There are two streams of advancements in EEG data augmentation and analysis. One is to improve source localization and the other is to utilize the EEG to find biomarkers of diseases using Machine-learning algorithms. What makes the latter approach viable today is the aggregation of large amounts of EEG data on a scale previously impossible. The special characteristics that have kept EEG relevant for so long – non-invasive and inexpensive – have become even more compelling.
The first practical applications for these augmented EEG data examinations will most likely involve using EEG to locate biomarkers–tools to facilitate the early diagnosis of diseases, dementias especially. A biomarker is a piece of measurable and objective biological data used to diagnose or stage an illness. Presently, the most frequently used EEG detectible dementia-related biomarkers include those used to identify Alzheimer’s disease (AD).
Alzheimer’s disease biomarkers, identified using EEG, improve the objectivity to the detection and prognosis of AD. That objectivity can provide the much-needed confidence for physicians, and presentable evidence to the patients and families under evaluation. Researchers classify AD biomarkers in the following categories:
Both biochemical and radiologic biomarkers have found their way onto AD diagnostic criteria.
Biochemical markers incorporated in AD work-ups include CSF analysis checking for the presence of amyloid, total tau, and hyperphosphorylation tau proteins.

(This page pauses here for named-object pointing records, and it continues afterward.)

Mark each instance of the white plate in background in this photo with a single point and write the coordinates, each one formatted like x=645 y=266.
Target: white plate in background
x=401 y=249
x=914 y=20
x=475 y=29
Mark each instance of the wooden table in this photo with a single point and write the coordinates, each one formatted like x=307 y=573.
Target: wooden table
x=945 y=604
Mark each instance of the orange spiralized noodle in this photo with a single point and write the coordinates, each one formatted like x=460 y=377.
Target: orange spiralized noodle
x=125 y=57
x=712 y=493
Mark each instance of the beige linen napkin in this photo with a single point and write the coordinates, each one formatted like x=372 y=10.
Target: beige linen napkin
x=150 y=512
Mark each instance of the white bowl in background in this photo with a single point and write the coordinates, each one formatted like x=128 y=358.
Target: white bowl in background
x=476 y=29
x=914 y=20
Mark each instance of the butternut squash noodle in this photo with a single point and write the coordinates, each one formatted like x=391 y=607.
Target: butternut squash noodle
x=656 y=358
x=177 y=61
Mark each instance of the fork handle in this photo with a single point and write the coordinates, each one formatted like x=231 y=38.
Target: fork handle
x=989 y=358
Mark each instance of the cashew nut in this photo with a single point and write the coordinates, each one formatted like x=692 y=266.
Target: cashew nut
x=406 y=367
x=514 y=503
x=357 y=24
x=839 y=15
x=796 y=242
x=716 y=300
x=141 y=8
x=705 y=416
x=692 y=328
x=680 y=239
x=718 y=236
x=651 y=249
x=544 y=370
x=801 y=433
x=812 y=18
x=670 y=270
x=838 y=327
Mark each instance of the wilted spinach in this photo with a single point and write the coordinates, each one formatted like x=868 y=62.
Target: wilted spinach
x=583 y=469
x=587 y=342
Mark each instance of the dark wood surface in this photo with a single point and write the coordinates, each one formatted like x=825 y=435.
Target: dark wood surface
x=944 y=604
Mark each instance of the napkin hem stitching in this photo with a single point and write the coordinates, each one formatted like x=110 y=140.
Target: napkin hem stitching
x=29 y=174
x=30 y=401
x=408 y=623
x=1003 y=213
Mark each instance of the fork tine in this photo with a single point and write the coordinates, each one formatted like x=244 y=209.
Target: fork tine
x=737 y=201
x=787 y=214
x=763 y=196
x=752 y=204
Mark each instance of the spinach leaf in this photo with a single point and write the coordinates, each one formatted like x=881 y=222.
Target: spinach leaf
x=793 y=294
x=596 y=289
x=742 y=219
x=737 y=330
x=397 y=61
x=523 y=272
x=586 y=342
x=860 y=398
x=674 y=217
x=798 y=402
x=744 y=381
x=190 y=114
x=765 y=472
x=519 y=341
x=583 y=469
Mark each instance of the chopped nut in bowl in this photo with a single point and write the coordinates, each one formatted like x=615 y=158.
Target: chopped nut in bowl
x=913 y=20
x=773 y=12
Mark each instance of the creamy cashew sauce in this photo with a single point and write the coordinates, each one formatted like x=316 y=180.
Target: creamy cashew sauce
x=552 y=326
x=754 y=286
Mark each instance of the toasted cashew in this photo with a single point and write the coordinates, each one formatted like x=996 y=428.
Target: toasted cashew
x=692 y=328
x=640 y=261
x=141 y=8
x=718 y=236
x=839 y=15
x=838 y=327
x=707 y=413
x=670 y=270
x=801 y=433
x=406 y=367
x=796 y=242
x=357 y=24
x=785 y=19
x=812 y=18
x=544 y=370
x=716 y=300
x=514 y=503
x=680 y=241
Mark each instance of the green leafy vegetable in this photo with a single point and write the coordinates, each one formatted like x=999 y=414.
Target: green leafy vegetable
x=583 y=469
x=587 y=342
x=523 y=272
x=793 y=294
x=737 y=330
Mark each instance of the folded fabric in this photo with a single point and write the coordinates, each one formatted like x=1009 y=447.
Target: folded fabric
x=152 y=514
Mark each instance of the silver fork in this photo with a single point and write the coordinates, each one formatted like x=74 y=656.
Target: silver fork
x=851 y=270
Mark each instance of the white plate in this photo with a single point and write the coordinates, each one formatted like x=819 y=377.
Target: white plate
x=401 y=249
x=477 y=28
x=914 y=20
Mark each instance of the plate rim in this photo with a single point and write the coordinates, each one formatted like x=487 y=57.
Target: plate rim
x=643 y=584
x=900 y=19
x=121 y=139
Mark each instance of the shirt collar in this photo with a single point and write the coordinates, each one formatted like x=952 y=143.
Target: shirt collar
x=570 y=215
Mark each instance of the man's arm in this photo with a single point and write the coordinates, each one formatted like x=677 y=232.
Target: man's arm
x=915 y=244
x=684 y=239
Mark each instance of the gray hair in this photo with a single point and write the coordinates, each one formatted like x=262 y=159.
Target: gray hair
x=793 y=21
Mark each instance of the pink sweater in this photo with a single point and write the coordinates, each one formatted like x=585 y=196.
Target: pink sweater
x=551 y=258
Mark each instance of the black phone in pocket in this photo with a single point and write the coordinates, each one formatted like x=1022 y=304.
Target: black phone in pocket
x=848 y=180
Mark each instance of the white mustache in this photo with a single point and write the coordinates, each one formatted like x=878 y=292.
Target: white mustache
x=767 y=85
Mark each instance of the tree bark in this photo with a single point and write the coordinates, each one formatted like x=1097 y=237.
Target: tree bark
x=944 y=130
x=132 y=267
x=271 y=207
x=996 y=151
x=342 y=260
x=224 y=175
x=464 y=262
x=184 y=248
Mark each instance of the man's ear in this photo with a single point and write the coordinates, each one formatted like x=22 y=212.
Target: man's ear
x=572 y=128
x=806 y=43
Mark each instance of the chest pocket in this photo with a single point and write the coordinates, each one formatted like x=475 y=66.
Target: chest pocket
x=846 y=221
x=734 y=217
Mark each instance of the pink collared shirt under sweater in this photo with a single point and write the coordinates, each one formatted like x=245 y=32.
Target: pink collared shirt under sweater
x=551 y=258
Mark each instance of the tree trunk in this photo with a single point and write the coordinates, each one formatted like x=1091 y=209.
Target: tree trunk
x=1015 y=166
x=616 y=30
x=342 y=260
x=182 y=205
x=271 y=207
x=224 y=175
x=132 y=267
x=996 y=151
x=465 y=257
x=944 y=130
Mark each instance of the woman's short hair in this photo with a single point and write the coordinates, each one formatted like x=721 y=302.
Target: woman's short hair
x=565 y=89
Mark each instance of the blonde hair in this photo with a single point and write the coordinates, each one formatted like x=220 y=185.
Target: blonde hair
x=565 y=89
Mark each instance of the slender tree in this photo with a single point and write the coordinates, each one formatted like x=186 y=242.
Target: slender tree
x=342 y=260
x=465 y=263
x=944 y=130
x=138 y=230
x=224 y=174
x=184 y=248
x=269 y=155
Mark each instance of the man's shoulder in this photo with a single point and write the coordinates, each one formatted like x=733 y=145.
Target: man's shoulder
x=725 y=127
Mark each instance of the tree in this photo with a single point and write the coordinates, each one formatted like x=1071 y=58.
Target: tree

AD diagnostic evaluations frequently include radiologic biomarkers such as the atrophic findings on structural MRI or metabolic changes on fluorodeoxyglucose (FDG)-PET. Genetic markers have yet to merit inclusion as independent AD criteria. Genetic biomarkers, especially those focused on specific alleles of apolipoprotein E, have shown some promise as supporting markers.
Computer augmented EEG data techniques have been the focus of research attempting to establish neurophysiological biomarkers to add a function-based evaluation to AD diagnosis. Leveraging increased computing power has allowed denoising, improved localization, and non-linear analysis. These advanced EEG techniques now assist in Alzheimer’s disease and dementia diagnosis during preclinical stages. Candidates for EEG-derived biomarkers of Alzheimer’s disease include both linear-spectral and non-linear dynamic features. Linear features of AD typically include:
- Slowing of alpha power,
- Increase in delta power,
- Theta power is higher in patients with vascular dementia compared to AD,
- Zero crossing interval (ZCI) increased in slow activity associated with dementia.

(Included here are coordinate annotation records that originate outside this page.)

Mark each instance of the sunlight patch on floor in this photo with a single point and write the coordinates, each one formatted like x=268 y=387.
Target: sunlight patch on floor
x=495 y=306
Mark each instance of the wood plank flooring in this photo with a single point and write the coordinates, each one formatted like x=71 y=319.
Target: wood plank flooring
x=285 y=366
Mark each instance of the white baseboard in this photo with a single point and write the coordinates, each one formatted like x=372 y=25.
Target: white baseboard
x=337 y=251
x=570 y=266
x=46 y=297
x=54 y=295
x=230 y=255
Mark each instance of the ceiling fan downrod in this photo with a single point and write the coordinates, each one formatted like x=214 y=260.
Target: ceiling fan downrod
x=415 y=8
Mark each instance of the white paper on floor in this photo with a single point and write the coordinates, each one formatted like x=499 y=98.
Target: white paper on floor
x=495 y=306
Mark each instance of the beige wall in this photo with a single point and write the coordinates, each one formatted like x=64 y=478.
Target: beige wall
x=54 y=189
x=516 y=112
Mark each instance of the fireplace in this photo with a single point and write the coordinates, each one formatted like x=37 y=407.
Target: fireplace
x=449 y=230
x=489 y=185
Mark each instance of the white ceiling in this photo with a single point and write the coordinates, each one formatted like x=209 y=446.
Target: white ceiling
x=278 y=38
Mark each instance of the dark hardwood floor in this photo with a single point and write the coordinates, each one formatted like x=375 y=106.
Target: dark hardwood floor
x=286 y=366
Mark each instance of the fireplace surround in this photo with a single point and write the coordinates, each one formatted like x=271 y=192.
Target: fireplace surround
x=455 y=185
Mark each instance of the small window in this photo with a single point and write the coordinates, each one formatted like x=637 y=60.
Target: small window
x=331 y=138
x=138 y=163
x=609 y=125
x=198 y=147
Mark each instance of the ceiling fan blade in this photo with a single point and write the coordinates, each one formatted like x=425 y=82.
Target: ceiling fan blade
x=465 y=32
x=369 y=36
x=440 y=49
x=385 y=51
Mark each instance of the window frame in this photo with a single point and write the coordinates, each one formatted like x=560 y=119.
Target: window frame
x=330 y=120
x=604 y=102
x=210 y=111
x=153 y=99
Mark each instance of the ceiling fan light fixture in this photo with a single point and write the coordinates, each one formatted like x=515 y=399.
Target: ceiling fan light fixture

Non-linear features may include:
- lower fractal dimension (FD) of the EEG
- lower Lempel-Ziv-Welch (LZW) complexity,
- and lower Tsallis entropy (TsEn)
- as compared to normal controls
The work of laying the foundation for EEG biomarkers in the diagnosis of Alzheimer’s disease and dementia continues. Neuroscientists continue decoding how functional changes in the dementia-impacted brain reveal themselves in EEG data. The list of EEG biomarkers will narrow and expand as our understanding improves. Ultimately, EEG biomarkers will sharpen our ability to diagnose and triage different types of dementia at an earlier phase of the disease than we do today. Utilizing EEG to detect early markers for Alzheimer’s disease and dementias may open the door to new therapeutic possibilities or create the opportunity for patients and their families to plan ahead. For diligent neurologists, the ongoing pursuit of EEG biomarkers will require sustained attention. The future has begun to arrive.